The two decoding variants are available as a versatile family of models — from lightweight 300M versions designed for low-power devices to powerful 7B models that offer top-tier accuracy for a variety of use cases. Our general-purpose speech foundation model wav2vec 2.0 is also made available at various sizes. It can be used by researchers and developers alike to enable speech-related tasks beyond ASR.
All assets are released under a permissive Apache 2.0 license while the data is provided under the CC-BY license and are based on FAIR’s open source fairseq2 framework, empowering researchers, developers, and language advocates worldwide to advance and tailor speech solutions for their own use cases using the latest tools and technologies in the PyTorch ecosystem.

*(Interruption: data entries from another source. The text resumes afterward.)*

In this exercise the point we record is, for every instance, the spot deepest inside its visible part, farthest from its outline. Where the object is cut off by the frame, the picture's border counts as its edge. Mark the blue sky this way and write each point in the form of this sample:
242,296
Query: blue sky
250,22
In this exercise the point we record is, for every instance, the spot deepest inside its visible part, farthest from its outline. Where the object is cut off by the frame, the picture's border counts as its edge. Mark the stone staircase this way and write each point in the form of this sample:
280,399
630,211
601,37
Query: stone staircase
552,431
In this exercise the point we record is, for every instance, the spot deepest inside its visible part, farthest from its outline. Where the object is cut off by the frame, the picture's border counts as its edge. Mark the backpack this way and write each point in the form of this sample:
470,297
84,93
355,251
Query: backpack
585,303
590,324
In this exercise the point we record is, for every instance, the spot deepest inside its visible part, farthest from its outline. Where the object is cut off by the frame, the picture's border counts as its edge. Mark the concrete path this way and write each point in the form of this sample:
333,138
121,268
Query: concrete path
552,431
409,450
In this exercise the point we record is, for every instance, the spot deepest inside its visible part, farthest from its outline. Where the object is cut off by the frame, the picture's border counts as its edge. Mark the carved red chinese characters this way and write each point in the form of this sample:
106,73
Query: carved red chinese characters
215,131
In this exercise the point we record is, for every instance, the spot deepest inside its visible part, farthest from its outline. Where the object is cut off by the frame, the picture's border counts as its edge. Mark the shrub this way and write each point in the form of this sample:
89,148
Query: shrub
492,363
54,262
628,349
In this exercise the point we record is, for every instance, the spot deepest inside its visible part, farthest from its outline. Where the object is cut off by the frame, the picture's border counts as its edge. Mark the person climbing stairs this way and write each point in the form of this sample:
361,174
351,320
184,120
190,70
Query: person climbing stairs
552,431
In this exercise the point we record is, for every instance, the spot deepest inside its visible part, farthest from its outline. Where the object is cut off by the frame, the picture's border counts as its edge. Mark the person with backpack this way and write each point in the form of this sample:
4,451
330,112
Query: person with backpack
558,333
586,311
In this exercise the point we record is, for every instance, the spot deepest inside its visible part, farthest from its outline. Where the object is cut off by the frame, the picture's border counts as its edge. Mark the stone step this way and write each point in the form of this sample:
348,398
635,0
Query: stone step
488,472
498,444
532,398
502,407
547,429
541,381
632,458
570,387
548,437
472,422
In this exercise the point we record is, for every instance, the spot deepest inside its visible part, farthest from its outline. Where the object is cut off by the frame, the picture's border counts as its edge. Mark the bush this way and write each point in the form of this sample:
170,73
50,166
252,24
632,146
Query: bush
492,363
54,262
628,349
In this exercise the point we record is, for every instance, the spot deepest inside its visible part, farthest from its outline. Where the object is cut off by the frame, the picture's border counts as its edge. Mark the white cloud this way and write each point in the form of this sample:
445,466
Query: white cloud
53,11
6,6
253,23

Omnilingual ASR also advances the state of multilingual ASR along more familiar dimensions. Its training corpus is one of the largest ever assembled for ASR in both volume and linguistic diversity, integrating publicly available datasets with community-sourced speech recordings collected through multiple partnerships.
To reach languages with little or no digital presence, we worked with local organizations that recruited and compensated native speakers, often in remote or under-documented regions. We’re releasing this commissioned part of our training corpus as Omnilingual ASR Corpus to further benefit the ASR research community. To date, it is the largest ultra-low-resource spontaneous ASR dataset ever made available, covering hundreds of languages never seen before by ASR systems. Explore the languages in the dataset here.
Beyond commissioned partnerships, collaborations through the Language Technology Partner Program have brought together linguists, researchers, and language communities from around the world, providing essential expertise and resources. We joined forces with organizations such as Mozilla Foundation’s Common Voice and Lanfrica/NaijaVoices to work directly with local communities.
These partnerships have been instrumental in infusing Omnilingual ASR with deep linguistic knowledge and cultural understanding, ensuring that the technology meets local needs and empowers diverse language communities globally.